Interviewing a Florida Community Association Management Company: Part 2

On January 2, 2014, I posted a discussion of five key questions to ask a potential management company. Click here to review that post. Today, we will look at five additional questions.

1.     Do you have specific vendors that you work with? Do you receive any type of compensation for recommending specific vendors to Boards?

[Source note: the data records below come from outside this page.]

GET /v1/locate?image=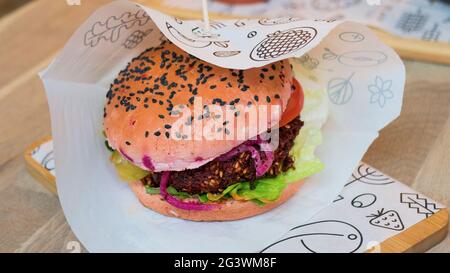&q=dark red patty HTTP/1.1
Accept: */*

[141,117,303,194]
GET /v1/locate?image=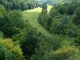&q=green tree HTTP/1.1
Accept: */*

[67,4,77,15]
[58,6,67,14]
[21,28,38,60]
[0,38,23,60]
[0,45,11,60]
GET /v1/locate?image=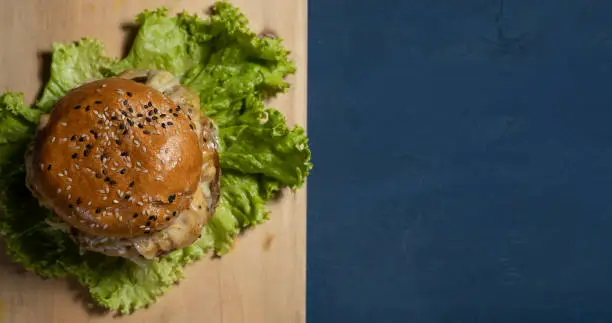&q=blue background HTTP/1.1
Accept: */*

[307,0,612,323]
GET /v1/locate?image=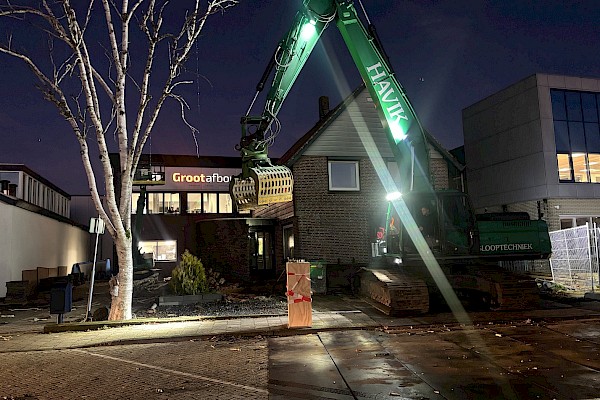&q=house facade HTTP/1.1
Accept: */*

[254,86,464,276]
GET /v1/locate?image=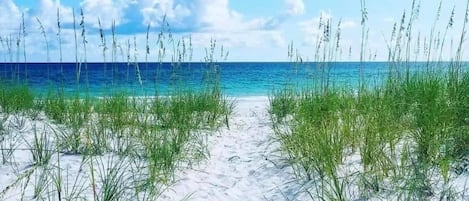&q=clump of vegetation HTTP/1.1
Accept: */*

[0,7,233,200]
[270,1,469,200]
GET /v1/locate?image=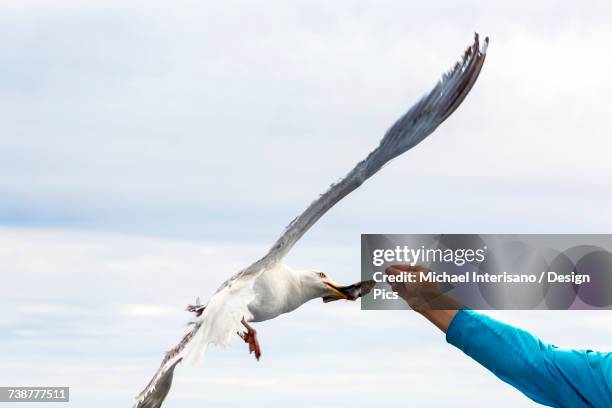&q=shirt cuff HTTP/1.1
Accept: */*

[446,309,474,349]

As one of your property manager’s key responsibilities will be selecting vendors to provide work proposals to the Board, it is important to understand how specific vendors are chosen. Often management companies have lists of preferred vendors that they use regularly. There is nothing inherently wrong with this. In fact, having a manager with experience and strong connections to local vendors is an asset. That being said, the Board should do their best upfront to ensure there are no potentially unethical reasons why a manager may recommend a specific vendor. Conflicts of interest may exist if a manager receives any type of compensation (e.g., cash, professional recommendations, networking opportunities) in exchange for using a specific vendor. A common example of a conflict of interest is key players of a management company having ownership interest in plumbing, maintenance, landscaping or other businesses that an association may hire. A more blatant example would be a management company receiving financial kickbacks from a vendor if a Board hires the vendor. Quite a bit of light has been shed on these conflicts in recent years and management companies have been cleaning up their acts. Still, it is worthwhile to ask the question and judge the manager’s response.

 2.     Do you have a set minimum threshold for competitive bidding? Are you comfortable with the Board setting a lower threshold than is required by Florida Statutes?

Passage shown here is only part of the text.